CÉSAR REÇOIT LE COMMANDEMENT DES PROVINCES DE GAULE CISALPINE ET TRANSALPINE. [-59:-58]
César reçoit le commandement des provinces de Gaule cisalpine et Transalpine. [-59:-58]
Obtention du commandement (59 av. J.-C.)
À l’approche de son consulat, Jules César parvient à réconcilier Marcus Licinius Crassus et Pompée le Grand, consolidant ainsi leur alliance politique. Cette coalition lui permet d’être élu consul et de faire voter, pendant son consulat, le commandement des Gaules (Plutarque, Vie de Crassus).
Plutarque, Les vies parallèles, Crassus, 14: "César, de retour de sa province, se préparait à briguer le consulat. Il trouva Crassus et Pompée de nouveau brouillés. Comme il ne voulait pas, en sollicitant l'un des deux, se faire un ennemi de l'autre, et comme il n'espérait pas réussir si aucun des deux ne l'appuyait, il travailla à les réconcilier en les poursuivant sans cesse de ses instances : il leur montrait qu'en se détruisant l'un l'autre, ils feraient grandir les Cicéron, les Catulus et les Caton, tandis que ceux-ci ne compteraient pour rien si eux-mêmes, coalisant leurs amis et leurs partisans respectifs, dirigeaient la ville par une autorité unique et une seule volonté. Il parvint à les persuader et à les réconcilier, et, unissant leurs trois factions, il en fit une force invincible grâce à laquelle il détruisit la puissance du sénat et du peuple romains. Crassus et Pompée n'en devinrent pas plus grands l'un par l'autre, mais c'est lui, César, qui par eux se rendit très grand. Aussitôt fort de leur double appui, il fut brillamment élu consul, et, pendant son consulat, ils lui firent voter le commandement de forces militaires considérables et mirent entre ses mains la Gaule, où ils l'établirent comme dans une acropole ; ils s'imaginaient qu'en lui confirmant le pouvoir qui lui était échu ils auraient toute tranquillité pour se partager le reste entre eux deux."
Au même moment, César renforce sa position par des alliances familiales : il marie sa fille Julia à Pompée et épouse Calpurnia, fille de Lucius Calpurnius Piso Caesoninus, ce que les sources interprètent comme des instruments politiques (Appien, Histoire romaine).
Appien, Histoire romaine, II, 2, 14 : "Le terme de son consulat approchant, il songea au gouvernement des Gaules, où il espérait acquérir de la gloire et des richesses.

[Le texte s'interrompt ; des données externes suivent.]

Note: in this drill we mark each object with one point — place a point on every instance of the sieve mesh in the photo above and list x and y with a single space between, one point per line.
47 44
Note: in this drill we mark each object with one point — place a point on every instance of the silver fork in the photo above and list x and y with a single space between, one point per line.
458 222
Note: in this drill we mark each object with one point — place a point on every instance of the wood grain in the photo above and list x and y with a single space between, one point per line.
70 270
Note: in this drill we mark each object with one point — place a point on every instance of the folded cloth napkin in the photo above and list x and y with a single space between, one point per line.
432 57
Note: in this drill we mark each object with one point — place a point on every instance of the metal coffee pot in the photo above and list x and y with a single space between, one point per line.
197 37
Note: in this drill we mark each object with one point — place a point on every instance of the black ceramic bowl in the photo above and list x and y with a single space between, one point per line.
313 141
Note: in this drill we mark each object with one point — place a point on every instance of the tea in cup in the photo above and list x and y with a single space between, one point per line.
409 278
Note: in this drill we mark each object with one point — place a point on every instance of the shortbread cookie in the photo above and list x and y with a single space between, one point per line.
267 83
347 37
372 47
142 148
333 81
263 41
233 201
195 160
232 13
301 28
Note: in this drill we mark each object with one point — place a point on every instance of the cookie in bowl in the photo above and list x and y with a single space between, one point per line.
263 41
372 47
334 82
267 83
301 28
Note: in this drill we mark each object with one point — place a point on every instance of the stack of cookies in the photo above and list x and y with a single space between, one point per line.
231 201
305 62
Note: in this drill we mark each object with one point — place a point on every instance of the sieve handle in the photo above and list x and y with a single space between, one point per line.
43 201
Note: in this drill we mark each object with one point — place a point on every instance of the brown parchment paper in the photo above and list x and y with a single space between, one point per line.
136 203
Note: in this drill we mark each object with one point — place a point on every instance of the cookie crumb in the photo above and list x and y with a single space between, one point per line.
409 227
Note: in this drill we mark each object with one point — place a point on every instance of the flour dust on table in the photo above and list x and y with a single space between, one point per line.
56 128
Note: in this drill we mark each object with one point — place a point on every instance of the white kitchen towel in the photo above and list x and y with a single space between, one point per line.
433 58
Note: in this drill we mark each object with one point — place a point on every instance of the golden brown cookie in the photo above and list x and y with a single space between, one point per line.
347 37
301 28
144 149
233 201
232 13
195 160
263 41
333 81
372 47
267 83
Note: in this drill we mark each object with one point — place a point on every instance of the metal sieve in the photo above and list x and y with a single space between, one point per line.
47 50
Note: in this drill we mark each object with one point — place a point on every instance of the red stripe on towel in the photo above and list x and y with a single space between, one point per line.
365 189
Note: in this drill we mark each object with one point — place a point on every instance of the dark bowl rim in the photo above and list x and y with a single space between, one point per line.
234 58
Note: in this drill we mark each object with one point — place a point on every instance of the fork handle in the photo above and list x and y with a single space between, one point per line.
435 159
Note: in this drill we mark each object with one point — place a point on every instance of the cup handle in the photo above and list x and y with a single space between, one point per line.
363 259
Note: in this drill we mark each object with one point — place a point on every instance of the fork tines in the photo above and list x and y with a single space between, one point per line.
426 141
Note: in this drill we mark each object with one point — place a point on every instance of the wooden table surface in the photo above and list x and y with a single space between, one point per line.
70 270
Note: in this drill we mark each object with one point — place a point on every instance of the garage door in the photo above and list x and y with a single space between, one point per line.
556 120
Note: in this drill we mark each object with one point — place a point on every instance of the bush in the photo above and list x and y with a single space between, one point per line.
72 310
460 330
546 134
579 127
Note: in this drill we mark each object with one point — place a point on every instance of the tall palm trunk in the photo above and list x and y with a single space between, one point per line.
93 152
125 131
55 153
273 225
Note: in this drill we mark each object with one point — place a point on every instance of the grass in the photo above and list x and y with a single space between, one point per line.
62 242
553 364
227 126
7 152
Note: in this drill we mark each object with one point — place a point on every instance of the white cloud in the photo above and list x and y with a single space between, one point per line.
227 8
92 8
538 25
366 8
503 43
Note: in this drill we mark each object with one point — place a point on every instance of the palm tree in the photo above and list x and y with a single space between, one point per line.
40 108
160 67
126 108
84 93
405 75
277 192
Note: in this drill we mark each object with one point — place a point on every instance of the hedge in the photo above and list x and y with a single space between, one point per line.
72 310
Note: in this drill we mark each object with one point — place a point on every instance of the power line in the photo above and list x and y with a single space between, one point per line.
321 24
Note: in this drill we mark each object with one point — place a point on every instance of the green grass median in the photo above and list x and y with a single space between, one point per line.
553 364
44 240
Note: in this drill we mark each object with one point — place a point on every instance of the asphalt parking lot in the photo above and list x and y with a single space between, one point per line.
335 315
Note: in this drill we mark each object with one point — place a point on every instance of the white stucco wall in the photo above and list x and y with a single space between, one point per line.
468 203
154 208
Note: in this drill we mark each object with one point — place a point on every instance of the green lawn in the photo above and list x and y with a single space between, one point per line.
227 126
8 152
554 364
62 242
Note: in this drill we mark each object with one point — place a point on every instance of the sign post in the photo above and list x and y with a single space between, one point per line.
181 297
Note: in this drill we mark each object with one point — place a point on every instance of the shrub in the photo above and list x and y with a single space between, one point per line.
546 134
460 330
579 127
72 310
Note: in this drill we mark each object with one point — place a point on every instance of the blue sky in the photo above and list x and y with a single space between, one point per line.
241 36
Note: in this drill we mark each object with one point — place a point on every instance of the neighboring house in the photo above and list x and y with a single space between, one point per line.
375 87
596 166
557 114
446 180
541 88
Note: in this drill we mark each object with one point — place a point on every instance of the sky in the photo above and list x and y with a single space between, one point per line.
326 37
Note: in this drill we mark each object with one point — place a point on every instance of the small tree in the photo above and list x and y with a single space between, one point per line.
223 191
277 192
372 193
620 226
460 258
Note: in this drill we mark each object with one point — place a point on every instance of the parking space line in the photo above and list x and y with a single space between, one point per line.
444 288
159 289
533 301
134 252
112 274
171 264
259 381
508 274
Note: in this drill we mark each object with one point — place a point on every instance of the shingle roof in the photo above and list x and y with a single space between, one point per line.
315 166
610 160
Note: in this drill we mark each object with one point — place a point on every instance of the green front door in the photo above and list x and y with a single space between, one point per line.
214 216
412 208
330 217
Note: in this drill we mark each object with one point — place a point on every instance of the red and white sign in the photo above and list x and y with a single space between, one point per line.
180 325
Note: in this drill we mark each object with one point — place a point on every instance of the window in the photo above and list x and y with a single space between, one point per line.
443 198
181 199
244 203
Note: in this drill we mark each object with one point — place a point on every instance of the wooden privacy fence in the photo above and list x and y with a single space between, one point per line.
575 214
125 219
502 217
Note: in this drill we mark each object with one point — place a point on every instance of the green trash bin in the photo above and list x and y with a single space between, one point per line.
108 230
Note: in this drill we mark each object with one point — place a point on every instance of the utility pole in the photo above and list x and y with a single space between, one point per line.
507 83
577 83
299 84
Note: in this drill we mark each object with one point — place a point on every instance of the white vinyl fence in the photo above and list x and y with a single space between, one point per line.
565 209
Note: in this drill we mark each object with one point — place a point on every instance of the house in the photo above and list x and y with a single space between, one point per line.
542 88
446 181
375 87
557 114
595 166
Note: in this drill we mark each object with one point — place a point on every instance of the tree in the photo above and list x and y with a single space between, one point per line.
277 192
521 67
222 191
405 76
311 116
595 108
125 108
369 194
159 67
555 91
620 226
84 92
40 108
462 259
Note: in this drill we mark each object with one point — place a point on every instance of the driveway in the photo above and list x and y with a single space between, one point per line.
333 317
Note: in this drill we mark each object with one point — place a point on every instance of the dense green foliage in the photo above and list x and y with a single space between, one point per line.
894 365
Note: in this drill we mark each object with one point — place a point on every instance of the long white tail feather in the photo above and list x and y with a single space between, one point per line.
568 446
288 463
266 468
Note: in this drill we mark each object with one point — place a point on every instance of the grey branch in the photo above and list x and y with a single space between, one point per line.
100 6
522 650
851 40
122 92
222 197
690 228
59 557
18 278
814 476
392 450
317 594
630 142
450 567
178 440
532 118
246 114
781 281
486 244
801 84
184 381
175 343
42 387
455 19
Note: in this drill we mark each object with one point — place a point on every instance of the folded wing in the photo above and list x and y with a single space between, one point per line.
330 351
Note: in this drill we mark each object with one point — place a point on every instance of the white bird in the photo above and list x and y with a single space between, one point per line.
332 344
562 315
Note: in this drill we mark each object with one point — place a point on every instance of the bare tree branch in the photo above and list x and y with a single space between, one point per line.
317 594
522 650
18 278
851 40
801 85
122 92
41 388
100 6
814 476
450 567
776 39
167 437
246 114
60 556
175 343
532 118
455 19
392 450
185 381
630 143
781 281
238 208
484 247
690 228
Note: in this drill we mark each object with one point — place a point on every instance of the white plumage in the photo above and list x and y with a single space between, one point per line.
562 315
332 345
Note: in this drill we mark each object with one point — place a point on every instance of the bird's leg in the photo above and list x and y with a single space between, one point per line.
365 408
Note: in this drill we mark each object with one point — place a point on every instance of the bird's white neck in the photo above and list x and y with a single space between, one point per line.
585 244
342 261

Il pouvait dépenser assez pour l'obtenir; mais il lui fallait le conserver à son gré, sans que son absence pût porter atteinte à son crédit. Des liens nouveaux lui en assurent la conservation. Dans la crainte que Pompée ne lui échappât, il lui donna en mariage sa fille Julie, quoique déjà promise à Cépion, et il épousa lui-même Calpurnie, fille de Pison, qu'il avait fait désigner consul ; double union dont Caton démêla le motif et prévit les conséquences : "On trafique du pouvoir et de la république par des mariages !, s'écria-t-il indigné"
Le commandement lui-même résulte d’un équilibre institutionnel. Selon Dion Cassius, Histoire romaine et Suétone, Vie de César, le peuple lui attribue pour cinq ans l’Illyrie et la Gaule cisalpine avec trois légions, tandis que le Sénat lui confie la Gaule transalpine avec une légion supplémentaire, afin de ne pas laisser au seul vote populaire l’initiative de cette concession.
Dion-Cassius, Histoire Romaine, XXXVIII, 8 : "(César) proposaient et faisaient décréter par le peuple et par le sénat tout ce qu'il désirait. Le peuple lui donna pour cinq ans le commandement de l'Illyrie et de la Gaule Cisalpine avec trois légions : le sénat, de son côté, lui confia la Gaule transalpine et une légion de plus."
Suétone, Vie de César, 22 : "Il fut, en apparence, servi au-delà de ses désirs; il avait modestement demandé pour cinq ans le gouvernement de la Gaule Cisalpine avec trois légions; une loi de Vatinius y joignit l'Illyrie, et le sénat la Gaule transalpine avec une légion, de peur d'être prévenu par le peuple et que César ne tînt ce commandement de sa libéralité."
Prise de fonction et début du proconsulat (58 av. J.-C.)
Jules César entre en fonction en 58 av. J.-C. et commence immédiatement ses opérations militaires en Gaule. C’est à partir de ce moment qu’il exerce effectivement son commandement sur le terrain. Le récit des campagnes s’ouvre avec la migration des Helvètes dans Commentaires sur la guerre des Gaules, marquant le début de son action militaire.